Settings use_lvmetad=0 in /etc/lvm/lvm.conf and rebooting the system appears to have made the problem disappear. With this setting, I ran 200 iterations of the attached test script without error. I should be able to get my backups running again - thank you! Please let me know if I can gather any additional information that may shed light on what's going wrong with LVM auto-activation. I would be happy to continue triaging and gathering information to help solve the underlying issue so this workaround is no longer necessary.
Thanks for testing. Well, we need to fix how LVM autoactivation is done on MD RAID - we already have a similar bug reported - bug #985638 (though it might not seem to be similar at first sight). Just to be sure, please, send the output of lsblk command in addition so I can see the exact device layout. Thanks.
Created attachment 792178 [details] output of "lsblk -a" Hi Peter - you're very welcome, and thank you for the quick responses. I never would have identified that bug as being the same issue, though partly because I didn't associate the problem with RAID when I first experienced the issue. I've attached the output of "lsblk -a" - please let me know if there's any other data I can provide.
This patch should fix the issue reported: https://git.fedorahosted.org/cgit/lvm2.git/commit/?id=8d1d83504dcf9c86ad42d34d3bd0b201d7bab8f6 I'll try to add that in next F19 update.

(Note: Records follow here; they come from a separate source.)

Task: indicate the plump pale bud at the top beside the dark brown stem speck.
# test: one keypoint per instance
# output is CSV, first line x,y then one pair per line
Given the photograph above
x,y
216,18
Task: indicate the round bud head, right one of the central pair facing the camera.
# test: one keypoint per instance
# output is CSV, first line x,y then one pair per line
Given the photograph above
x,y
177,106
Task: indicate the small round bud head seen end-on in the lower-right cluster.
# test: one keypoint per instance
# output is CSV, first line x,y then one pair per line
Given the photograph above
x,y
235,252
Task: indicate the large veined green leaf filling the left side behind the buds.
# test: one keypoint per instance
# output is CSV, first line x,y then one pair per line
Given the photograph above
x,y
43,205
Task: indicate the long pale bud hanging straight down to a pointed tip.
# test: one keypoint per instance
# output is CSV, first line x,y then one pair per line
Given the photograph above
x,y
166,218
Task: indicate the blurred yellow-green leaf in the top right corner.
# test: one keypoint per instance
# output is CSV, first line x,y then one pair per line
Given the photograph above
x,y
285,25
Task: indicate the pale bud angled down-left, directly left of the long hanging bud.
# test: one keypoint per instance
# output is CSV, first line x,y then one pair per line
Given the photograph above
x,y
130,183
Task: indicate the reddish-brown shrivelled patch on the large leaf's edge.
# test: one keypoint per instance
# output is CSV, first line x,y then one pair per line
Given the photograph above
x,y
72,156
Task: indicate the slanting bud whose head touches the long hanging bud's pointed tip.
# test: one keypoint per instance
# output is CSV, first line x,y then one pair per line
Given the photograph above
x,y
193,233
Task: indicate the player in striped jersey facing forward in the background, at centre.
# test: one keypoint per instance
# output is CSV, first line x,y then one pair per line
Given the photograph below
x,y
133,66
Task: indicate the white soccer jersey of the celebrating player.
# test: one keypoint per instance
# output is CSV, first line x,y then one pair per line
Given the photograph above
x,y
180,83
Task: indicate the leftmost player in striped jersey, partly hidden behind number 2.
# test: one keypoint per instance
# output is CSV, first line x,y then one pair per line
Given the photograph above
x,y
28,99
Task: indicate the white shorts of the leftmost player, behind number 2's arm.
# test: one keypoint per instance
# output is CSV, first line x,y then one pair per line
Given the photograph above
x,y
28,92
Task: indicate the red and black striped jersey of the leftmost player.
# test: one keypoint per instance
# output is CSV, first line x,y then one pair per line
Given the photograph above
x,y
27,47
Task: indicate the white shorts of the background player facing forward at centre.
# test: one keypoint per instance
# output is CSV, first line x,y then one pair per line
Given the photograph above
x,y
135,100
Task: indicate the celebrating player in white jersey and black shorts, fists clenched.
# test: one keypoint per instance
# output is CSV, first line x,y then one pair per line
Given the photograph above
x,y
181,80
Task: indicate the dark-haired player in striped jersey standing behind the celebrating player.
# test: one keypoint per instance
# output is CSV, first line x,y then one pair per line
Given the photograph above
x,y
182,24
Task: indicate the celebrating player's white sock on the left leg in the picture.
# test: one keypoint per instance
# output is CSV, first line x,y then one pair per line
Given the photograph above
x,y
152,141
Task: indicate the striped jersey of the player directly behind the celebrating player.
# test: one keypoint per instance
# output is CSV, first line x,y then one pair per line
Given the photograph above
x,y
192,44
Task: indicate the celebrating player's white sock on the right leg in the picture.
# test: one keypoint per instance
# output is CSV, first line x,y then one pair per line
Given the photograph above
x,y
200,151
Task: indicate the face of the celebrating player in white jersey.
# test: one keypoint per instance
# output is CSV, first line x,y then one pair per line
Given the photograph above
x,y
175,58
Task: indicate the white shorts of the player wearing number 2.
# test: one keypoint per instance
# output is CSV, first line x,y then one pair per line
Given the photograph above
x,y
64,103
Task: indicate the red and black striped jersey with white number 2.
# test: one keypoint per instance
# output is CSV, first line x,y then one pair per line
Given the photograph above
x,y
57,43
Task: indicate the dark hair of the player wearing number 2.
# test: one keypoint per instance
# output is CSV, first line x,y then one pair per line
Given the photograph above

(In reply to Peter Rajnoha from comment #6) > This patch should fix the issue reported: > > > https://git.fedorahosted.org/cgit/lvm2.git/commit/ > ?id=8d1d83504dcf9c86ad42d34d3bd0b201d7bab8f6 > > I'll try to add that in next F19 update. We also need a fix for bug #1014067 (dracut).
I really recommend using Fedora 20 which has the most recent bug fixes for lvmetad and accompanying autoactivation feature. It would be a bit complicated to backport all necessary patches back for F19 (there's a high risk of regressions to appear if the backport is not done correctly). Since we have a workaround for F19, I'm closing this bug with NEXTRELEASE. This problem should be completely fixed in F20.